Si no podemos confiar en muchos políticos, que caen en la corrupción sin vergüenza ni remordimientos porque saben que eso, como hemos visto hace pocas semanas, no les restará votos (y sí que les dará propiedades, influencia y ese ego-alcapone que eriza tanto la piel como la caricia de una top-model). Si no podemos confiar en muchos votantes, que jalean a los corruptos y les llevan en andas a sus despachos sin atender, y sin entender, que jugar limpio, en cualquier nivel de lo social, es lo que de verdad cimenta y hace maduras las democracias.

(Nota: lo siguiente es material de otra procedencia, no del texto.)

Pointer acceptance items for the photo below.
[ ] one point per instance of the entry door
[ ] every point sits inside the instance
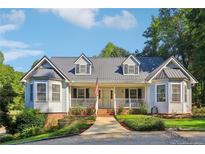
(106, 98)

Si no podemos confiar en muchos deportistas, que se dopan a mano alzada, ni en muchos periodistas, que se pasan la deontología profesional por el tobillo (véase el caso News of the world del señor Murdoch), ni en los vigilantes de las catedrales, que a la que te descuidas, como en la de Santiago de Compostela, te descuidan un incunable del siglo XII, ni en la SGAE, que presuntamente ha estado birlándole cientos de miles de euros a sus asociados, ni en Messi, un crack con el Barcelona que se convierte en un bluf con la selección argentina, ni en el atún, que uno ha comido durante decenios con tan buena conciencia sin saber que desde hace decenios ya se sabía que era veneno puro, ni en la Nasa, que usará a partir de ahora naves del enemigo ruso para sus viajes espaciales, ni en IU, que se salta a la bartola su ideario izquierdista para venderse a un partido de derechas (al menos en Extremadura). Uno abre los periódicos y ve engaños por todas partes. De hecho, mientras más engaños, más reclamaciones de confianza y de inocencia, más escurrir el bulto, más justificaciones. Nadie se libra, nada se libra. Porque nos hemos instalado en una especie de engaño universal endémico que nos asedia y que nos obliga a rendirnos sin condiciones. Por eso a uno no le extraña movimientos como el 15-M: porque necesitamos salir de este estercolero de mentiras, desmemorias, tergiversaciones, maldades, chulerías, inmoralidades; y porque necesitamos confiar en algo, en alguien. Ya sé que es pedir lo mínimo, pero es que hemos llegado a unos extremos en los que pedir lo mínimo es lo máximo que, dadas las circunstancias, nos podemos permitir.